How does the family know for sure? The boys, who were put through genetic testing that determined their difference, were drawing more and more attention from relatives and close friends as one of the brothers was growing to look decidedly different from both his siblings and parents.
According to the BBC, there are currently less than 10 known cases of twins with different fathers in the world. The condition happens when a women’s eggs are fertilized by two different men in a short period of time, resulting in two different fathers for two children.
It’s such a rare event for a few reasons. Superfecundation most commonly happens within hours or simply days of the first instance of fertilization, when it involves two eggs released during the same cycle.

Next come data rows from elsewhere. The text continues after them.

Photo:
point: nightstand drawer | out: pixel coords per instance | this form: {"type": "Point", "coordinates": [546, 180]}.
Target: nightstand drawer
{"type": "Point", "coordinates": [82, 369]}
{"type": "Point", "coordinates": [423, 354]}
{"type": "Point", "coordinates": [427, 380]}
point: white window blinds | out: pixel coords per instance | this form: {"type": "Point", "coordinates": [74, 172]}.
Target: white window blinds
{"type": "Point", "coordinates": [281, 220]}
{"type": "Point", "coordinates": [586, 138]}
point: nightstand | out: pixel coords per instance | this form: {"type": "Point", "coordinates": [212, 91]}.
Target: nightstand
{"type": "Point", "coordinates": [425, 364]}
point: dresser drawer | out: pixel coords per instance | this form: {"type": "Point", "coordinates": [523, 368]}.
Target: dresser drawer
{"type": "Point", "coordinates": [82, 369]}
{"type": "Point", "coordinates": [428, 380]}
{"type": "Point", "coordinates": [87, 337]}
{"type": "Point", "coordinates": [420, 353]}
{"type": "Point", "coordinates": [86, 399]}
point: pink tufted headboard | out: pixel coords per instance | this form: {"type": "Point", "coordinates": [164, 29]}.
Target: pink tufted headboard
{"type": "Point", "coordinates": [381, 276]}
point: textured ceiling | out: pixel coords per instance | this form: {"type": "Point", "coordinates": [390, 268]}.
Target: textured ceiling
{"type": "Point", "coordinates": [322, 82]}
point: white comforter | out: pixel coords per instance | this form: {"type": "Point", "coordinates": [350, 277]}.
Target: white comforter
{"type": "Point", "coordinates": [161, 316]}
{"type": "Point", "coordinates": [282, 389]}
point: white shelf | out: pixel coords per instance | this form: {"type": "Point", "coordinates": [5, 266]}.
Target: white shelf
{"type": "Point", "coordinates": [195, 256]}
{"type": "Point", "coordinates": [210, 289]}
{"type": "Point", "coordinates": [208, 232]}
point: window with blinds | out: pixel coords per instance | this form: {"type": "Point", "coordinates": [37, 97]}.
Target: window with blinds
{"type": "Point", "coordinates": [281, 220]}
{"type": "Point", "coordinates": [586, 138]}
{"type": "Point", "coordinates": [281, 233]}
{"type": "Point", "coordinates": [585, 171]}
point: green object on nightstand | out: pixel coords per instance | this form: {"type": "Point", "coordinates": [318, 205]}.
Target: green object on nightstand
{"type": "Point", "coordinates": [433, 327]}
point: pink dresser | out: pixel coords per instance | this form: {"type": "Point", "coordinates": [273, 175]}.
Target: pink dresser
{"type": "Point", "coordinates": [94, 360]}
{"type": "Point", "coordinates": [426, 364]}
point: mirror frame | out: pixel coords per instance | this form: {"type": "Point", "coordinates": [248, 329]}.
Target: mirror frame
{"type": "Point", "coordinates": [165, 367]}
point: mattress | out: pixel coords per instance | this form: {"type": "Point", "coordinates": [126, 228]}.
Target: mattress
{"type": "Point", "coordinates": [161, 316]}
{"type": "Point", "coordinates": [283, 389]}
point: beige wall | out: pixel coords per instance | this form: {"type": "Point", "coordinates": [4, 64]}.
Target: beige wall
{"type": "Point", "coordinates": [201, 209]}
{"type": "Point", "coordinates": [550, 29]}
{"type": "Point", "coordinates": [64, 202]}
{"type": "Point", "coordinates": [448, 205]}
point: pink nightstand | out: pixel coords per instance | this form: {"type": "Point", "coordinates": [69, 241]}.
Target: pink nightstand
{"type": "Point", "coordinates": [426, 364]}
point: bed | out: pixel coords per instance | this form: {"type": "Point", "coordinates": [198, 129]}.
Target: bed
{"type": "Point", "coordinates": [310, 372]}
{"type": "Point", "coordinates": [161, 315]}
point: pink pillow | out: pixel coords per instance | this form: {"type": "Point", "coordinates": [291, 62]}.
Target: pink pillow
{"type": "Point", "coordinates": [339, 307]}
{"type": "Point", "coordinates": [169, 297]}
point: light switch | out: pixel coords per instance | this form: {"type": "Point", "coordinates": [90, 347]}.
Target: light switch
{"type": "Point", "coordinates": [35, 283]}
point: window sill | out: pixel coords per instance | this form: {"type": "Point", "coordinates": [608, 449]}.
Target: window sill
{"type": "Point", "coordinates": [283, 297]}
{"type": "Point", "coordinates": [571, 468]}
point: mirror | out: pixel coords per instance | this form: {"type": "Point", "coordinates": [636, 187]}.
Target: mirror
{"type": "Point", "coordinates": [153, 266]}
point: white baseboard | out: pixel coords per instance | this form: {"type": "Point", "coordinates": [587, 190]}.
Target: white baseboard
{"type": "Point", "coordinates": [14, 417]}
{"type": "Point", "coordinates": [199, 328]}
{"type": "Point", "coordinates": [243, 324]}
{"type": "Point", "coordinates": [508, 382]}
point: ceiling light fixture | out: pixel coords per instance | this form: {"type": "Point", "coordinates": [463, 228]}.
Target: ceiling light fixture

The time window in which eggs are able to be fertilized in a woman’s body is small, with eggs remaining viable for just 12–48 hours before they begin to disintegrate.
Adding to this, sperm cells can only live inside a female’s body for around four to five days.
It is possible to have a second pregnancy occur in a woman, at a later stage of development, which is known as superfetation, but this is an equally unusual, if not rarer condition. This is because, normally, ovulation is suspended by the body during pregnancy, in order to prevent further fertilization from happening and to increase the chances of the first pregnancy going full term.
If a woman’s body acts irregularly and does actually ovulate after the first pregnancy has begun, it is possible that two babies with different due dates can be growing in the womb at the same time. But very rare.
Vietnamese news outlets began reporting on the above case earlier this month, and have altered the location, names and time frame of the occurrence.